Estudo da consultoria Rumo Brasil identificou que transportadoras especializadas em produtos do agro poderão ter aumento médio de 414,44% na carga tributária com a implementação da Contribuição sobre Bens e Serviços (CBS), prevista na Reforma Tributária.
A análise foi baseada em dados reais de empresas associadas à Associação Nacional das Empresas Agenciadoras de Transporte de Cargas (ANATC), considerando as operações realizadas ao longo de 2025. Com base nesse cenário, a consultoria estima um impacto financeiro superior a R$ 144 milhões.
“O debate sobre a Reforma Tributária tem sido marcado por muitas interpretações e projeções, mas ainda havia pouca informação baseada em dados concretos das empresas. Nosso objetivo foi justamente transformar essa discussão em números, permitindo que o setor compreenda, de forma prática, os efeitos da nova legislação sobre suas operações”, afirma o CEO da Rumo Brasil, Rafael Brito.

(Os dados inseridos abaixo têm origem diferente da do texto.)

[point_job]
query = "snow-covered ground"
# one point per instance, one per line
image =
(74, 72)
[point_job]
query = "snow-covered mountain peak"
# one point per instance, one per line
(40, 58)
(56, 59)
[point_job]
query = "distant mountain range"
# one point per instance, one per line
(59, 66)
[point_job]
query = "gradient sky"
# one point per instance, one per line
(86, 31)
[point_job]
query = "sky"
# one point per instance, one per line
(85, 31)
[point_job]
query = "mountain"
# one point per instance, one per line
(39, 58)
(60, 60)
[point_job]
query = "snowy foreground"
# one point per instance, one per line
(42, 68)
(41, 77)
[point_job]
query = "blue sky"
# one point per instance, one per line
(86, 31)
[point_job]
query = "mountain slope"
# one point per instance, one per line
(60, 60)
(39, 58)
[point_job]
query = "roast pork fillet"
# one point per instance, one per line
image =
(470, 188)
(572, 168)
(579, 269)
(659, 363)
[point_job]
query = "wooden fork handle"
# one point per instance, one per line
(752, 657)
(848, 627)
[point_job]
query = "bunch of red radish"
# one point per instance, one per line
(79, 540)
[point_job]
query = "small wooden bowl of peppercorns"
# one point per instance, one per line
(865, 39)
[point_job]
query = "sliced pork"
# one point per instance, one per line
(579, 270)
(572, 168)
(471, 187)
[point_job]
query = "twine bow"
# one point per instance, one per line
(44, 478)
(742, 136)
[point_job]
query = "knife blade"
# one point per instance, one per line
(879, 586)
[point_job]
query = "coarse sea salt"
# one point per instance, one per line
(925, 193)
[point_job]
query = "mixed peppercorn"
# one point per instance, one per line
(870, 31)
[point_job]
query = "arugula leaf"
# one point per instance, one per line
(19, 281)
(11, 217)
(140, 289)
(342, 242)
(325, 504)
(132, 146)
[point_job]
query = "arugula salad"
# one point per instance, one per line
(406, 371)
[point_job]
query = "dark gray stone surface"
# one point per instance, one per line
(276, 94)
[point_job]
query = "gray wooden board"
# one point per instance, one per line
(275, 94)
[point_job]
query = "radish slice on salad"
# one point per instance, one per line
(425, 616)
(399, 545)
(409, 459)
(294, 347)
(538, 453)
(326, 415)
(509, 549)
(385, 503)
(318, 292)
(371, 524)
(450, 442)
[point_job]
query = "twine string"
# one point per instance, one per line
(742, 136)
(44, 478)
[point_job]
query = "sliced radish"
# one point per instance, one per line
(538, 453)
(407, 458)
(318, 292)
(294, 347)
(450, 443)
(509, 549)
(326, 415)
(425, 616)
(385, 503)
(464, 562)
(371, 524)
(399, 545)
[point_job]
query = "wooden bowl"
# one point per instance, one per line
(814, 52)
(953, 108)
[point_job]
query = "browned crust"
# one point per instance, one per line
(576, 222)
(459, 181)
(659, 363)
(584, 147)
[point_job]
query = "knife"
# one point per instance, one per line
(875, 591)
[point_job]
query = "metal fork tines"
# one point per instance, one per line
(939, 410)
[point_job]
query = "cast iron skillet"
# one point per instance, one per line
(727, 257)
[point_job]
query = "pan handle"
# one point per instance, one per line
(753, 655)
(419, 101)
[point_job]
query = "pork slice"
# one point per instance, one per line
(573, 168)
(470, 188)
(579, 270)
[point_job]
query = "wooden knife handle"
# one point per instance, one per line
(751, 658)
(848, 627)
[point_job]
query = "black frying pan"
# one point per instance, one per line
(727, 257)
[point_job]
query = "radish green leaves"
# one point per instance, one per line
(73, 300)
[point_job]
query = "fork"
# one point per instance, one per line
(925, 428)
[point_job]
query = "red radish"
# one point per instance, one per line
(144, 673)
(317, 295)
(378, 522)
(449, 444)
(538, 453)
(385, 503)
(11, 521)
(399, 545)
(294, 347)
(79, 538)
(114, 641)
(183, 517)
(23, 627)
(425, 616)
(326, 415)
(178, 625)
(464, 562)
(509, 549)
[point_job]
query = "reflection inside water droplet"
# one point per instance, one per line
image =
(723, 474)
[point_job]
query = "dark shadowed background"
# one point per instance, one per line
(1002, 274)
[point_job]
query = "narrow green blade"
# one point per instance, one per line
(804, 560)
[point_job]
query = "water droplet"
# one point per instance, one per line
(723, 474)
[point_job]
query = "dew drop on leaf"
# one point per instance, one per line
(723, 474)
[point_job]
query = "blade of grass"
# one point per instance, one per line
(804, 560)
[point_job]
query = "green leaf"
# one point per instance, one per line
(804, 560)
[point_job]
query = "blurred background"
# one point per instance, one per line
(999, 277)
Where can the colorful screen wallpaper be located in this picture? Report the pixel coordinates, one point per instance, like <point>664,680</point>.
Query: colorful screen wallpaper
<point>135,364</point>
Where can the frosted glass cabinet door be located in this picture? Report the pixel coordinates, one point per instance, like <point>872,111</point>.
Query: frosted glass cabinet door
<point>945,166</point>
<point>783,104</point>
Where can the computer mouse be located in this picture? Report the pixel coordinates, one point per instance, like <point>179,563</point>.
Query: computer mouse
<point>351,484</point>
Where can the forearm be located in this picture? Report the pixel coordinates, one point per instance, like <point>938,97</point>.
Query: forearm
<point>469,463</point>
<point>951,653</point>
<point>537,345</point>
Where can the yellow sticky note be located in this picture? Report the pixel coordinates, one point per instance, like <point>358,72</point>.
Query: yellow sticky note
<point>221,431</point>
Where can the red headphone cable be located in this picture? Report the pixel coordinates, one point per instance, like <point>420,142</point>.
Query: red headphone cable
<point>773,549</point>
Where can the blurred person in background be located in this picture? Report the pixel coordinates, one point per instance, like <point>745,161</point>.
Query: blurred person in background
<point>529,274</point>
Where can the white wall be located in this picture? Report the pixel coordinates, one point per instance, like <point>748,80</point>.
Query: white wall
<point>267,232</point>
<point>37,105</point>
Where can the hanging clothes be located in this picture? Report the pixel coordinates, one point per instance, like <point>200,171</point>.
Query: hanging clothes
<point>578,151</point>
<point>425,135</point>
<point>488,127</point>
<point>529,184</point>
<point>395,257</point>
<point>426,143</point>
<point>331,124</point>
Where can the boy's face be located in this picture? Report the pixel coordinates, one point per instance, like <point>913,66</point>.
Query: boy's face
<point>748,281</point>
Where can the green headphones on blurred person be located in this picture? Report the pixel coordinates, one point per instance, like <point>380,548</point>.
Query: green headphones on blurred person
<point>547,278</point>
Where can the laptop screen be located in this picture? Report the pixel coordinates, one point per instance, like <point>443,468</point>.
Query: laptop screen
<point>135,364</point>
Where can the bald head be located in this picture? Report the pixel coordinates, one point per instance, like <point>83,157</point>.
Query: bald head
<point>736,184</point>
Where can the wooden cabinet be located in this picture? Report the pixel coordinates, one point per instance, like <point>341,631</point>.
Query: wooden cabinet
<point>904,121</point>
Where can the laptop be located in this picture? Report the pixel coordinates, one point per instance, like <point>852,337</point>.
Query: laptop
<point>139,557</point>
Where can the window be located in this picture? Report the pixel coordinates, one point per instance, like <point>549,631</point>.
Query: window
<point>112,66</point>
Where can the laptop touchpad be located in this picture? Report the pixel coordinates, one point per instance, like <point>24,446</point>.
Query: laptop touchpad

O estudo foi desenvolvido ao longo de três meses e utilizou obrigações acessórias, documentos fiscais, demonstrações contábeis e controles internos das empresas participantes.
A análise considera exclusivamente os efeitos da CBS, tributo que substituirá PIS e Cofins, sem incluir o IBS, cuja implementação ocorrerá de forma gradual e possui regras próprias de creditamento.
Segundo a pesquisa, as empresas avaliadas somam faturamento de R$ 6,6 bilhões e cerca de R$ 5 bilhões em subcontratações, fator que se mostrou determinante para o aumento da carga tributária projetada em função das novas regras de aproveitamento de créditos fiscais.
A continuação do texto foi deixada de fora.